Old, Big Trees Account for Disproportionately Large Amount of Forest Biomass

Posted on May 6, 2012

4 Foot Wide Sugar Pine in Yosemite National Park

Scientists have come up with more proof why the biggest, oldest trees in the forest are extra important and need protecting. Researchers have found that very big trees, three or more feet in diameter, account for nearly half the biomass measured at a Yosemite National Park site, yet represent just 1% of the trees growing there.

James Lutz, a University of Washington research scientist in environmental and forest sciences, says this means just a few towering white fir, sugar pine and incense cedars per acre at the Yosemite site are disproportionately responsible for photosynthesis, converting carbon dioxide into plant tissue and sequestering that carbon in the forest. Lutz is the lead author of a paper, published on PLoS One, about the largest quantitative study yet of the importance of big trees in temperate forests.

Lutz says, "In a forest comprised of younger trees that are generally the same age, if you lose one percent of the trees, you lose one percent of the biomass. In a forest with large trees like the one we studied, if you lose one percent of the trees, you could lose half the biomass."

The new 63-acre study site in the western part of Yosemite National Park is one of the largest, fully-mapped plots in the world and the largest old-growth plot in North America. The tally of what's there, including the counting and tagging of 34,500 live trees, was done by citizen scientists, mainly undergraduate college students, led by Lutz, Larson, Mark Swanson of Washington State University and James Freund of the UW. A Facebook page for the Yosemite plot can be found here.

Included was all above-ground biomass such as live trees, snags, downed woody debris, litter and what's called duff, the decaying plant matter on the ground under trees. Even when big trees die, they continue to dominate biomass in different ways. For example, 12 percent of standing snags were the remains of large-diameter trees, but still accounted for 60 percent of the total biomass of snags. Live and dead biomass totaled 280 tons per acre (652 metric tons per hectare), a figure unmatched by any other forest in the Smithsonian Center for Tropical Forest Science network, a global network of 42 tropical and temperate forest plots including the one in Yosemite.
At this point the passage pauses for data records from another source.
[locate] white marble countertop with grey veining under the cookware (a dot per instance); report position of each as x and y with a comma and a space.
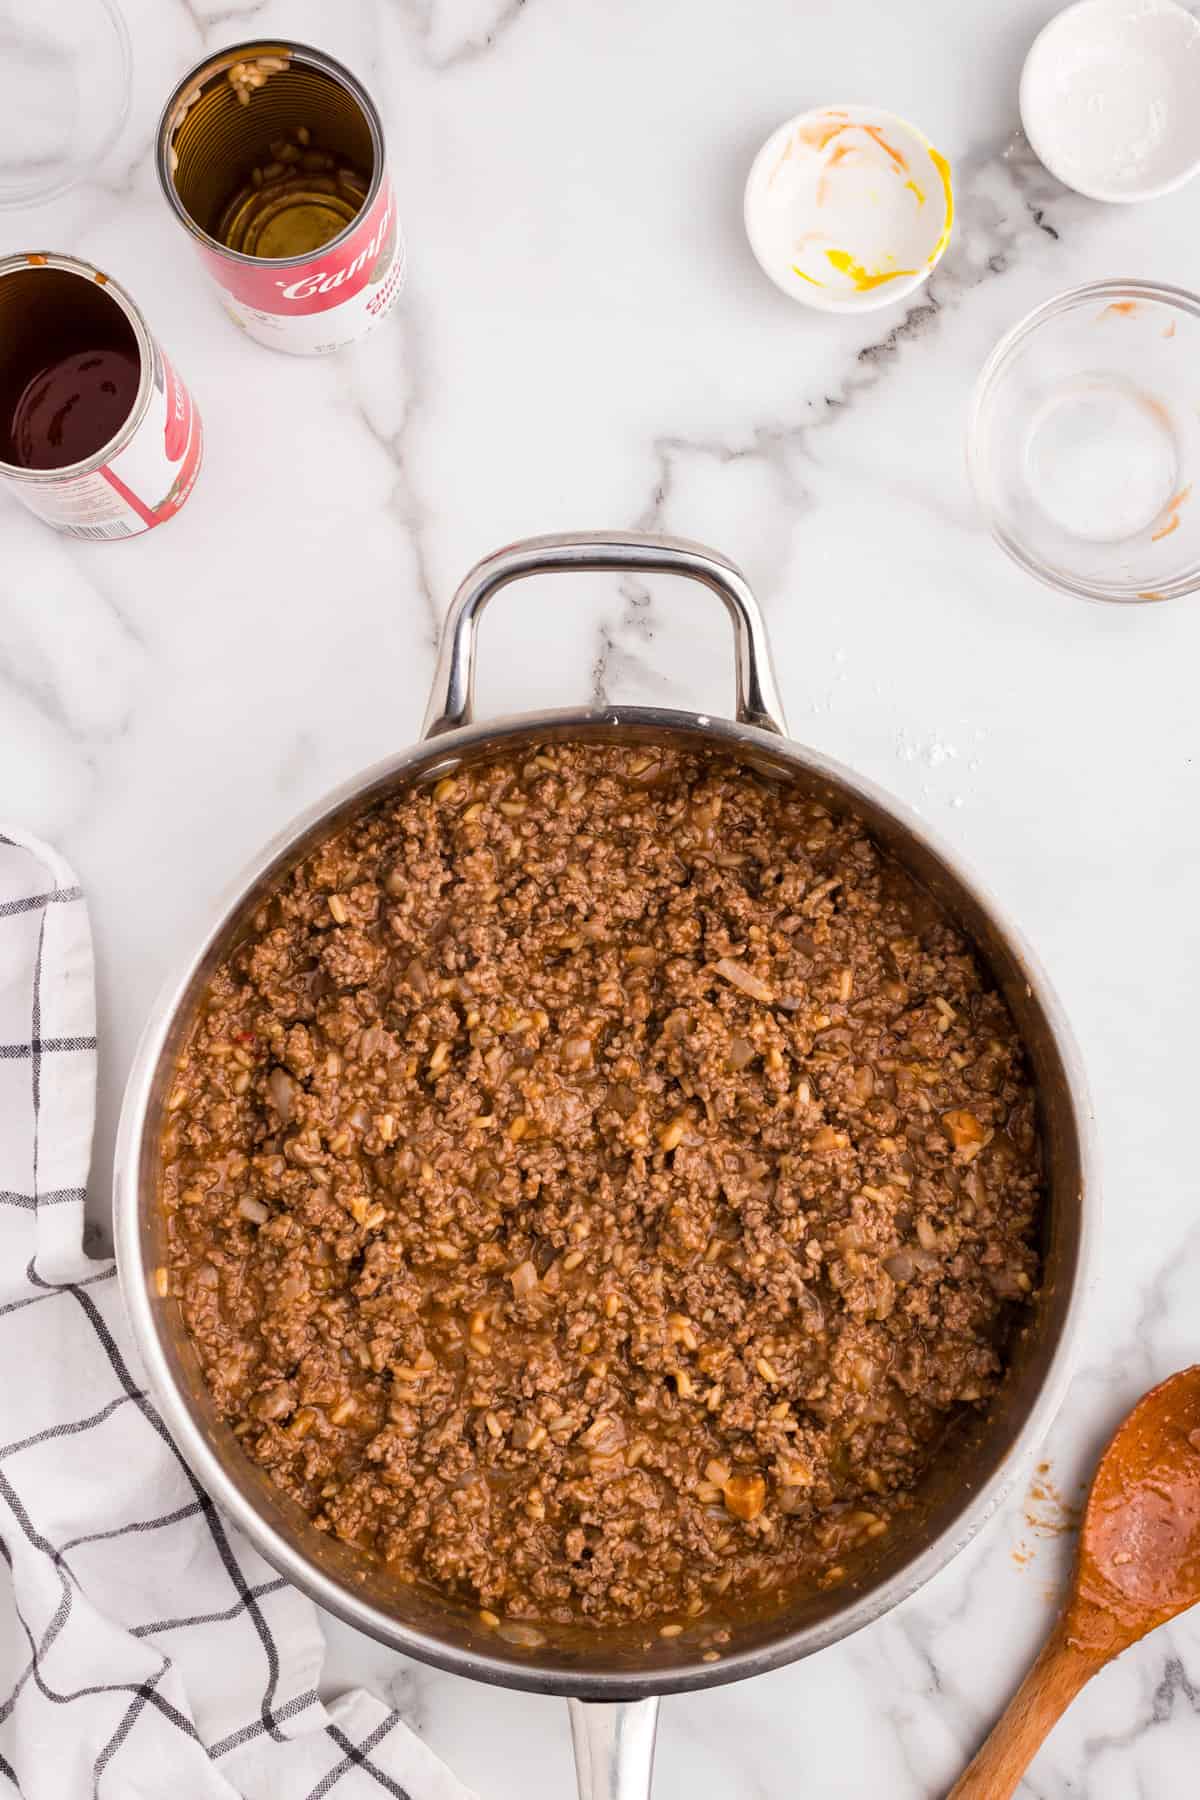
586, 341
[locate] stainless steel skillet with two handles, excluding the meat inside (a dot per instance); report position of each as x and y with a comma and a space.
614, 1684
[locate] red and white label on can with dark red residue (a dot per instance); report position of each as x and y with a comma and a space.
143, 483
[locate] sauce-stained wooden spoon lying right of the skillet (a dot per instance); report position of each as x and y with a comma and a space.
1138, 1567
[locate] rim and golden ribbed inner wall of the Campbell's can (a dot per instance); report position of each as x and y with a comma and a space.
211, 141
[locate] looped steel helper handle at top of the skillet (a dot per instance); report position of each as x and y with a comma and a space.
625, 553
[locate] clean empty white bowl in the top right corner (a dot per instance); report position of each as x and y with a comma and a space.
1111, 98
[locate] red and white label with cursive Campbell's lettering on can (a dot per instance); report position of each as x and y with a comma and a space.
332, 300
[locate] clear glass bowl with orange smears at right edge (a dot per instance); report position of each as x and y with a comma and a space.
1084, 442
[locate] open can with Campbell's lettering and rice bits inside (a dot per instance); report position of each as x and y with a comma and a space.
273, 159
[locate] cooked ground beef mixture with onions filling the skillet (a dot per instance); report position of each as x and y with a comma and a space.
596, 1183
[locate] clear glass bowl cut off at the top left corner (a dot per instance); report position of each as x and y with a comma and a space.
66, 75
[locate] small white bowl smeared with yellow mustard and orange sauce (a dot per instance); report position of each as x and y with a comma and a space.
848, 208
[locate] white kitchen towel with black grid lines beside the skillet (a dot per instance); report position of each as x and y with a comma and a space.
147, 1651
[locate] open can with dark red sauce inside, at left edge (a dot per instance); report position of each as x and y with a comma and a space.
98, 433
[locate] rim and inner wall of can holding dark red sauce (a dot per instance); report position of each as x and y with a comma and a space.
48, 307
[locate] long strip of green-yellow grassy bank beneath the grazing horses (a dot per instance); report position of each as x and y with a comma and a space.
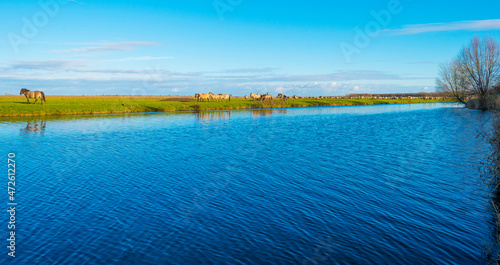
68, 105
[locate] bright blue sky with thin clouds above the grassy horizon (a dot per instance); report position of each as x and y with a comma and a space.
310, 48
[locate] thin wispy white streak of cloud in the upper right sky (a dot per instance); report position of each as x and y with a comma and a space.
491, 24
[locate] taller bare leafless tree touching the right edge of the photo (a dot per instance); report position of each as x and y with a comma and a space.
481, 61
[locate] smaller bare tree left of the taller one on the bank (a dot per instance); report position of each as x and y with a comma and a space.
453, 78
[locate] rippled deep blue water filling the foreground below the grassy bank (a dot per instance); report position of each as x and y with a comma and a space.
394, 184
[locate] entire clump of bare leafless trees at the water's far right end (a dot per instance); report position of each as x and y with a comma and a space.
474, 73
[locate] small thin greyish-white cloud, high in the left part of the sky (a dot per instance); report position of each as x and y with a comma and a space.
93, 48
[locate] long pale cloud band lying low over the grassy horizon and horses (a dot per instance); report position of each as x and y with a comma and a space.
54, 74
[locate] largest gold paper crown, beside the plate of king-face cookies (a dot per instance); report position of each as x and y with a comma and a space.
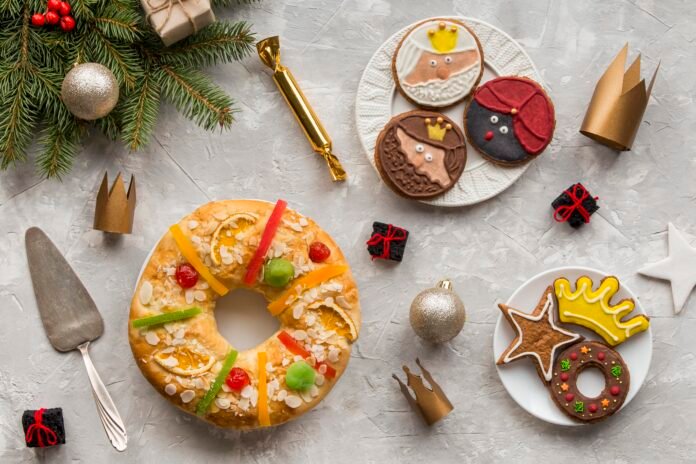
618, 104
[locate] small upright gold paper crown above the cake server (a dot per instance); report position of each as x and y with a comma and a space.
115, 208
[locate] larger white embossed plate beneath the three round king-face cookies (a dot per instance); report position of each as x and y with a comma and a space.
377, 101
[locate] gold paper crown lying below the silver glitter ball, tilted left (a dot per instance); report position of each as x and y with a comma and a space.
431, 402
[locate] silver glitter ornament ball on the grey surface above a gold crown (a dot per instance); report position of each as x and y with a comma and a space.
437, 314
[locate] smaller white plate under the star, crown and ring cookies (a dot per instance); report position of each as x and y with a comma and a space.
520, 377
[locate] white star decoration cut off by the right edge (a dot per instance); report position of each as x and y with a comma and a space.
679, 268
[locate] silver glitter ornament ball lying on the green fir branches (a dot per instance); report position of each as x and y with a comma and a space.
90, 91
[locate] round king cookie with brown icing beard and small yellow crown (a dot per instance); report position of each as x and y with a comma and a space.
420, 154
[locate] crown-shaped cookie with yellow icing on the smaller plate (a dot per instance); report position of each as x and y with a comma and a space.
593, 310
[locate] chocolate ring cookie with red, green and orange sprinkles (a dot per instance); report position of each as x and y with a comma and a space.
571, 363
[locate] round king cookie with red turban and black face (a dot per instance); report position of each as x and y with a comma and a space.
510, 120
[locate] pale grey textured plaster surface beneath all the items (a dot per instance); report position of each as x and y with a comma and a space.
488, 249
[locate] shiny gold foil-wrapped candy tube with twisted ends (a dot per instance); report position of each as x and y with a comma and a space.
269, 52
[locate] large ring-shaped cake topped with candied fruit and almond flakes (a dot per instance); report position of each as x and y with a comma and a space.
272, 250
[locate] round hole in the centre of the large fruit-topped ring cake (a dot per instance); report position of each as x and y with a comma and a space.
243, 319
Trees in the western U.S. with trunks more than three feet across are typically at least 200 years old. Many forests that were heavily harvested in the 19th and 20th centuries, or those that are used as commercial forest lands today, don't generally have large-diameter trees, snags or large wood on the ground.

Lutz says, "These trees started growing in the Little Ice Age. Current models can't fully capture the hundreds of years of dynamic processes that have shaped them during their lifetimes."